The Commission has the responsibility to ensure effective competition amongst businesses, consider the needs of the consumer and the regulated utility companies while executing the mandate of Government. This was a point recently made by Dr. Atherley-Ikechi, during an interview on CBC TV’s One on One, as the organisation prepares to hear arguments from the Barbados Light and Power Co. Ltd. (BLPC) and eight intervenors.
She said: “In all that we do, we must balance the interests of the consumer, while ensuring the utility companies are effectively providing the necessary service to the same consumer.” She added: “The relationship among these two groups is symbiotic as each requires the other.” “Our role is to make sure there is a fair playing field for the consumer and utility to operate while simultaneously ensuring the Government’s mandate is met.”

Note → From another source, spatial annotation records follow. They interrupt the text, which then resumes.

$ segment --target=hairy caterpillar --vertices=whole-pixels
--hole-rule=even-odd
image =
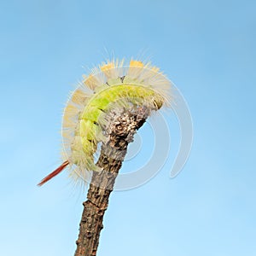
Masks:
[[[150,63],[113,60],[102,63],[84,76],[67,102],[62,121],[64,162],[44,177],[42,185],[69,166],[70,176],[85,180],[89,171],[99,172],[94,154],[104,143],[108,113],[130,105],[146,107],[149,112],[170,106],[171,82]]]

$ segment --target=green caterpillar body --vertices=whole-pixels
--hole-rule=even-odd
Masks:
[[[170,81],[156,67],[137,61],[131,61],[127,67],[123,61],[108,61],[85,77],[63,115],[63,157],[72,166],[71,176],[85,181],[88,171],[101,170],[94,154],[98,143],[107,139],[104,131],[112,108],[131,104],[151,112],[168,107],[170,89]]]

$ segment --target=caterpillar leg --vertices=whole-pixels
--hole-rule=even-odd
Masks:
[[[50,180],[52,177],[59,174],[61,171],[63,171],[67,166],[69,165],[68,160],[66,160],[65,162],[62,163],[61,166],[60,166],[56,170],[47,175],[44,178],[41,180],[41,182],[38,184],[38,186],[42,186],[45,183],[47,183],[49,180]]]

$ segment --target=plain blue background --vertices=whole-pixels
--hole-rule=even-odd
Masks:
[[[145,185],[112,194],[97,255],[256,255],[255,7],[2,0],[1,255],[73,254],[85,191],[64,173],[36,184],[60,164],[61,113],[83,67],[112,51],[165,71],[195,138],[176,178],[169,160]]]

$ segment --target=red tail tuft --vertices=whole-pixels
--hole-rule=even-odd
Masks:
[[[41,182],[38,184],[38,186],[42,186],[45,183],[47,183],[49,179],[59,174],[61,171],[63,171],[67,166],[69,164],[68,160],[66,160],[62,163],[61,166],[60,166],[56,170],[47,175],[44,178],[41,180]]]

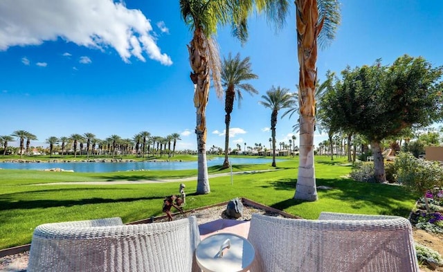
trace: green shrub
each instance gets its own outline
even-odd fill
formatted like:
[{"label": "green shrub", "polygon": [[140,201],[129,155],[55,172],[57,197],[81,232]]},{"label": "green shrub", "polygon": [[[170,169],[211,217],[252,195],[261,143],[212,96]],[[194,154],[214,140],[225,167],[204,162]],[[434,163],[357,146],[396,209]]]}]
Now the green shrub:
[{"label": "green shrub", "polygon": [[425,154],[424,144],[420,140],[405,143],[401,147],[401,152],[410,152],[415,158],[418,158],[419,155]]},{"label": "green shrub", "polygon": [[443,265],[443,259],[440,254],[432,248],[422,244],[415,243],[415,251],[417,252],[417,259],[419,262],[426,262],[428,264],[435,264],[435,265]]},{"label": "green shrub", "polygon": [[395,183],[397,180],[397,168],[395,163],[387,162],[385,164],[385,174],[386,175],[386,181],[390,183]]},{"label": "green shrub", "polygon": [[376,182],[373,163],[356,163],[350,174],[352,179],[361,182]]}]

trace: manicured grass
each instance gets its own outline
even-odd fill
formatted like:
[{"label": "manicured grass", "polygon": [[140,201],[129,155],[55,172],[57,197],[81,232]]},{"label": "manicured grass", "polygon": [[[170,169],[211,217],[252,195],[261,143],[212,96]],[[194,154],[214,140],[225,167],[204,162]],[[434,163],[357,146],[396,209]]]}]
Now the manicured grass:
[{"label": "manicured grass", "polygon": [[[318,190],[319,200],[293,199],[298,172],[298,158],[278,163],[276,171],[242,173],[210,178],[211,193],[195,194],[197,182],[130,185],[85,185],[82,181],[171,179],[190,176],[197,170],[145,171],[112,173],[46,172],[0,170],[0,248],[30,242],[35,226],[48,222],[121,217],[125,222],[162,215],[165,196],[179,193],[180,183],[186,185],[186,210],[246,197],[307,219],[321,211],[386,214],[407,217],[418,196],[404,188],[384,184],[361,183],[345,177],[350,165],[344,159],[331,161],[316,157],[317,185],[332,187]],[[274,169],[268,165],[234,165],[234,171]],[[219,166],[209,173],[229,172]],[[44,185],[77,181],[72,185]]]},{"label": "manicured grass", "polygon": [[[212,158],[213,156],[208,156],[208,158]],[[76,156],[74,155],[24,155],[20,158],[20,155],[6,155],[0,154],[0,162],[10,160],[26,160],[26,161],[83,161],[87,159],[116,159],[116,160],[132,160],[136,161],[152,161],[152,160],[163,160],[163,161],[193,161],[197,160],[197,155],[182,155],[175,154],[174,156],[168,157],[168,154],[154,155],[150,154],[145,155],[144,157],[137,156],[134,155],[125,155],[125,156],[114,156],[113,158],[111,156],[89,156],[89,157],[83,154],[82,155],[78,154]]]}]

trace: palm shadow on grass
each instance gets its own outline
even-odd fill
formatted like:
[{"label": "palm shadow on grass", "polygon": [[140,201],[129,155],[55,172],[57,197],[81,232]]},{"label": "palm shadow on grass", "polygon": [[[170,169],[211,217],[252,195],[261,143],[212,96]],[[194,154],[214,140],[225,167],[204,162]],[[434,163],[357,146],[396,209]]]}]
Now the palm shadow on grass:
[{"label": "palm shadow on grass", "polygon": [[[197,176],[197,172],[195,174]],[[145,174],[133,174],[131,176],[127,175],[114,175],[112,176],[98,176],[98,179],[104,179],[106,181],[161,181],[163,179],[180,179],[183,177],[192,176],[193,175],[189,176],[183,176],[183,174],[177,174],[177,175],[171,175],[170,176],[164,176],[164,177],[159,177],[159,176],[156,175],[147,175]]]},{"label": "palm shadow on grass", "polygon": [[[354,209],[360,208],[362,205],[385,207],[381,214],[398,215],[403,217],[408,217],[410,210],[406,207],[398,207],[398,202],[408,201],[417,197],[406,188],[398,185],[360,183],[349,179],[317,179],[316,185],[332,188],[330,190],[317,189],[320,199],[336,199],[352,203],[351,207]],[[288,179],[270,182],[269,185],[262,187],[273,187],[278,190],[295,192],[296,185],[296,179]],[[305,202],[309,201],[289,199],[275,203],[271,206],[283,210]]]},{"label": "palm shadow on grass", "polygon": [[[100,188],[100,190],[115,190],[112,188]],[[120,189],[121,190],[121,189]],[[65,190],[77,190],[78,188],[72,189],[62,189],[64,192]],[[83,198],[82,199],[29,199],[29,197],[32,197],[33,194],[35,193],[39,194],[39,193],[51,193],[52,191],[54,192],[60,192],[61,190],[47,190],[41,191],[27,192],[26,193],[15,193],[9,194],[9,196],[2,194],[0,197],[0,211],[2,210],[21,210],[21,209],[35,209],[35,208],[55,208],[55,207],[72,207],[79,205],[87,204],[102,204],[108,203],[122,203],[122,202],[133,202],[140,200],[152,200],[152,199],[161,199],[163,200],[165,196],[164,195],[154,195],[143,197],[125,197],[119,199],[109,199],[102,197],[91,197]],[[29,200],[19,200],[16,199],[25,199],[25,197],[17,197],[19,194],[26,194],[28,196]]]}]

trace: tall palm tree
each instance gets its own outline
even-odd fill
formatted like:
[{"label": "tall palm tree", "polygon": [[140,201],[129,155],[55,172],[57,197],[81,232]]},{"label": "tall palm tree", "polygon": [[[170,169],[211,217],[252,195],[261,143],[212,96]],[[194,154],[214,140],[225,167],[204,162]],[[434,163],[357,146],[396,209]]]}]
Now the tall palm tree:
[{"label": "tall palm tree", "polygon": [[35,135],[33,134],[30,132],[28,132],[26,134],[26,154],[28,154],[28,156],[29,156],[30,154],[29,148],[30,146],[30,141],[37,140],[37,138]]},{"label": "tall palm tree", "polygon": [[171,156],[171,142],[174,140],[174,137],[172,134],[169,134],[166,136],[166,140],[168,140],[168,157],[169,158]]},{"label": "tall palm tree", "polygon": [[[288,8],[281,0],[180,0],[180,11],[186,24],[193,32],[188,46],[192,69],[190,78],[194,84],[194,106],[197,111],[198,176],[197,194],[210,192],[206,163],[206,117],[210,78],[217,96],[221,97],[220,62],[217,43],[213,36],[217,26],[230,24],[233,35],[242,42],[248,37],[247,19],[254,10],[263,11],[282,24]],[[281,9],[275,7],[281,6]]]},{"label": "tall palm tree", "polygon": [[86,156],[87,158],[89,158],[89,147],[91,147],[91,141],[93,138],[96,138],[96,135],[91,132],[87,132],[83,134],[83,137],[86,139]]},{"label": "tall palm tree", "polygon": [[57,145],[59,143],[58,138],[55,136],[51,136],[46,139],[46,143],[49,144],[49,156],[53,157],[53,150],[54,149],[54,145]]},{"label": "tall palm tree", "polygon": [[294,199],[318,199],[314,168],[318,42],[334,39],[340,23],[336,0],[296,0],[300,87],[300,162]]},{"label": "tall palm tree", "polygon": [[149,139],[150,136],[151,136],[151,134],[147,132],[140,132],[140,136],[141,136],[142,139],[143,139],[143,145],[142,145],[142,157],[145,157],[145,150],[146,149],[146,142],[147,141],[147,140]]},{"label": "tall palm tree", "polygon": [[174,154],[175,154],[175,145],[177,143],[177,140],[181,140],[181,138],[180,138],[180,134],[179,134],[178,133],[173,133],[171,134],[171,136],[172,136],[174,140],[174,145],[172,147],[172,156],[174,156]]},{"label": "tall palm tree", "polygon": [[230,113],[233,112],[234,100],[237,95],[237,101],[239,107],[243,98],[242,90],[246,91],[251,95],[258,93],[251,84],[244,83],[244,81],[258,78],[252,73],[249,57],[240,60],[240,54],[237,54],[234,59],[230,53],[228,58],[224,58],[222,64],[222,86],[226,89],[224,111],[226,113],[224,118],[226,133],[224,140],[224,161],[223,168],[229,167],[228,149],[229,147],[229,124],[230,123]]},{"label": "tall palm tree", "polygon": [[77,157],[77,144],[78,142],[83,140],[83,136],[78,134],[71,134],[69,139],[73,141],[73,148],[74,149],[74,158]]},{"label": "tall palm tree", "polygon": [[275,167],[275,125],[278,111],[291,107],[292,96],[287,88],[277,88],[273,86],[266,92],[266,96],[262,96],[263,100],[259,103],[266,108],[271,109],[271,132],[272,136],[272,166]]},{"label": "tall palm tree", "polygon": [[23,156],[23,151],[25,148],[25,138],[26,138],[26,135],[28,133],[26,130],[16,130],[11,134],[12,137],[17,137],[17,140],[20,140],[20,158]]},{"label": "tall palm tree", "polygon": [[91,154],[93,156],[96,154],[96,145],[98,142],[100,142],[100,140],[96,138],[95,136],[91,139]]},{"label": "tall palm tree", "polygon": [[132,140],[136,143],[136,156],[138,156],[138,151],[140,150],[140,143],[143,140],[141,135],[137,134],[132,137]]},{"label": "tall palm tree", "polygon": [[3,135],[0,136],[0,139],[3,142],[3,156],[6,154],[6,149],[8,148],[8,142],[14,140],[14,138],[10,135]]},{"label": "tall palm tree", "polygon": [[62,142],[62,156],[63,156],[63,152],[65,150],[65,149],[64,149],[65,146],[66,146],[65,145],[68,142],[68,140],[69,140],[69,138],[65,137],[65,136],[62,136],[62,137],[60,137],[59,138],[59,140],[60,140],[60,142]]},{"label": "tall palm tree", "polygon": [[111,147],[112,148],[112,158],[114,158],[118,151],[117,149],[118,149],[118,145],[120,143],[122,138],[118,135],[113,134],[106,140],[111,144]]}]

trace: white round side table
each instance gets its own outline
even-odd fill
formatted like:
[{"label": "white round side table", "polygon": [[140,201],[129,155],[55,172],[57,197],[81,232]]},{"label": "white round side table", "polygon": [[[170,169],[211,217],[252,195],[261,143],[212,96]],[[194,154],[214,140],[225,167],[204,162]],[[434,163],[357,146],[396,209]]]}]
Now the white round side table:
[{"label": "white round side table", "polygon": [[251,267],[255,251],[244,237],[217,233],[203,239],[195,250],[197,262],[205,272],[240,272]]}]

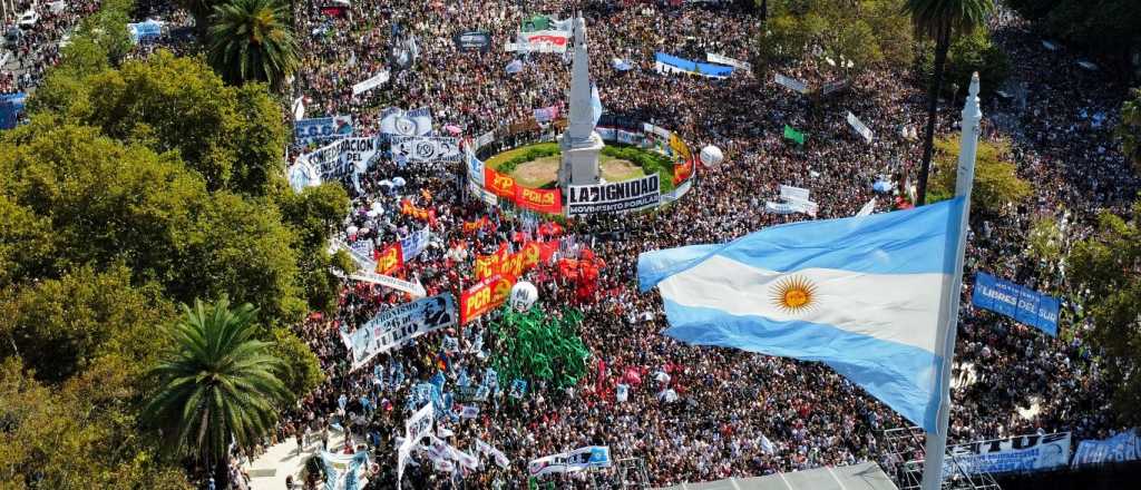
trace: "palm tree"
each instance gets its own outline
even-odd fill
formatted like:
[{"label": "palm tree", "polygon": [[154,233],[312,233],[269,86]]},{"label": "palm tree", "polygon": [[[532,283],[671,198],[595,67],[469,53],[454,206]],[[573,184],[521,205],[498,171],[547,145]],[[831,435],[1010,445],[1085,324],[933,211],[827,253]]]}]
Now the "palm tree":
[{"label": "palm tree", "polygon": [[145,422],[178,456],[215,465],[219,488],[228,488],[228,448],[252,447],[277,420],[289,391],[278,379],[285,364],[256,340],[249,303],[230,309],[221,299],[183,305],[172,327],[175,349],[151,374],[157,391],[143,410]]},{"label": "palm tree", "polygon": [[281,0],[230,0],[210,16],[210,64],[230,83],[280,89],[299,62]]},{"label": "palm tree", "polygon": [[934,39],[934,80],[928,92],[928,126],[923,138],[923,169],[920,171],[917,205],[926,198],[926,179],[931,171],[934,123],[942,90],[942,72],[947,64],[953,34],[969,33],[982,25],[994,9],[994,0],[907,0],[904,11],[912,16],[916,31]]}]

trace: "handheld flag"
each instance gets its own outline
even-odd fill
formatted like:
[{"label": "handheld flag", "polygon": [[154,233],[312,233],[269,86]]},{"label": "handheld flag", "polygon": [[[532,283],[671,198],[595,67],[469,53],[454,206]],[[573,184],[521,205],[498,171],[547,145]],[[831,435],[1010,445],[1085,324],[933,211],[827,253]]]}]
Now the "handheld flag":
[{"label": "handheld flag", "polygon": [[642,253],[665,334],[697,345],[823,361],[931,431],[946,286],[964,199],[767,228],[723,245]]},{"label": "handheld flag", "polygon": [[785,139],[791,139],[796,141],[798,145],[804,146],[804,133],[792,129],[788,124],[785,124]]}]

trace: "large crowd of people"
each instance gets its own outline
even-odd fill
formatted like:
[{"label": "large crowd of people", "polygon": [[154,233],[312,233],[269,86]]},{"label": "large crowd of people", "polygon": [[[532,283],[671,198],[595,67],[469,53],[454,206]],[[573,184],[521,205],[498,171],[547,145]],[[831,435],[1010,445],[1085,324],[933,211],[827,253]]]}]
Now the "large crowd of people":
[{"label": "large crowd of people", "polygon": [[[726,161],[701,169],[693,190],[659,212],[569,220],[559,236],[545,237],[560,240],[564,254],[589,247],[605,262],[588,299],[577,296],[550,266],[525,276],[539,286],[541,308],[576,304],[585,313],[580,334],[590,351],[588,375],[569,390],[540,384],[521,400],[493,393],[475,418],[440,424],[456,448],[474,448],[479,439],[503,451],[510,458],[505,468],[485,462],[478,472],[447,473],[414,457],[404,471],[405,487],[519,487],[527,480],[528,460],[584,446],[609,446],[613,459],[644,465],[652,485],[883,460],[881,431],[907,426],[906,420],[823,365],[689,346],[661,335],[661,301],[656,293],[638,292],[636,264],[644,251],[723,243],[809,219],[766,213],[764,202],[777,196],[780,185],[811,190],[817,219],[855,214],[877,197],[874,181],[914,175],[921,142],[899,134],[900,128],[925,122],[924,82],[909,70],[858,71],[848,90],[810,99],[742,71],[727,80],[658,74],[655,51],[750,59],[759,17],[739,2],[581,3],[604,107],[670,128],[694,148],[719,146]],[[501,48],[526,17],[569,17],[565,2],[353,2],[345,16],[330,15],[322,2],[293,6],[302,54],[296,95],[304,97],[307,116],[353,116],[358,134],[375,134],[380,113],[396,106],[429,107],[437,129],[453,124],[463,136],[476,137],[566,98],[564,56],[521,56]],[[385,54],[394,24],[415,34],[418,60],[411,70],[394,71],[387,84],[354,96],[355,83],[388,68]],[[1017,16],[996,16],[990,27],[1012,62],[1009,85],[1017,90],[1008,91],[1020,96],[984,100],[985,138],[1011,145],[1018,173],[1033,183],[1034,195],[972,220],[956,349],[956,378],[963,382],[953,390],[952,442],[1063,431],[1076,440],[1104,436],[1118,427],[1103,409],[1103,382],[1092,364],[1095,352],[1083,341],[1089,325],[1082,317],[1067,307],[1054,338],[972,308],[969,293],[977,270],[1039,291],[1061,291],[1065,263],[1047,263],[1028,252],[1026,236],[1035,220],[1057,218],[1067,239],[1075,240],[1091,234],[1100,210],[1120,211],[1131,203],[1139,182],[1109,138],[1123,90],[1107,90],[1101,74],[1081,68],[1066,50],[1043,47]],[[458,49],[453,35],[476,30],[491,34],[492,49]],[[19,49],[38,46],[29,42]],[[50,63],[43,56],[55,55],[30,63]],[[633,68],[615,70],[614,58]],[[524,70],[508,73],[504,67],[515,59],[524,62]],[[772,70],[814,83],[847,75],[815,59]],[[958,104],[944,107],[939,133],[956,131]],[[876,137],[871,144],[851,132],[844,111],[872,128]],[[782,138],[785,124],[804,131],[808,141],[788,144]],[[305,150],[297,147],[290,155]],[[394,186],[396,178],[405,183]],[[429,295],[459,297],[475,281],[476,254],[516,243],[520,234],[535,236],[535,223],[544,221],[466,196],[462,164],[398,165],[381,157],[358,183],[359,189],[347,186],[353,210],[341,238],[381,248],[427,227],[431,243],[405,264],[404,273]],[[890,210],[892,201],[879,197],[876,211]],[[434,210],[436,218],[427,222],[399,213],[405,199]],[[385,212],[370,212],[377,204]],[[483,218],[488,226],[466,231],[464,223]],[[298,326],[326,379],[284,414],[274,441],[301,438],[327,444],[330,427],[338,427],[350,434],[349,450],[359,444],[379,463],[370,473],[370,488],[394,485],[397,440],[412,414],[410,389],[438,371],[450,386],[461,378],[478,385],[495,349],[487,330],[497,315],[493,312],[351,369],[341,333],[406,301],[403,293],[348,281],[335,315],[315,313]],[[459,338],[458,350],[444,352],[445,335]],[[624,401],[616,395],[618,384],[630,387]],[[675,400],[659,397],[667,390]],[[565,479],[560,485],[584,487],[590,476],[558,477]]]}]

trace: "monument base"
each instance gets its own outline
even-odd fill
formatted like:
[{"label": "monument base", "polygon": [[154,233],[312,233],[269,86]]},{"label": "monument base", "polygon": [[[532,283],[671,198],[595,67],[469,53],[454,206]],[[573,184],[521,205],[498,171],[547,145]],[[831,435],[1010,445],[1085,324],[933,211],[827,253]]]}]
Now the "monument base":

Dr. Atherley-Ikechi admitted that striking the perfect balance between the interests of a utility company and the consumer is not easy to achieve, especially in the current environment, and she stressed that the FTC must ensure that a level of equity prevails.
The FTC is preparing to hear submissions by the BLPC and intervenors for a review of electricity rates. This is the first such hearing in 12 years.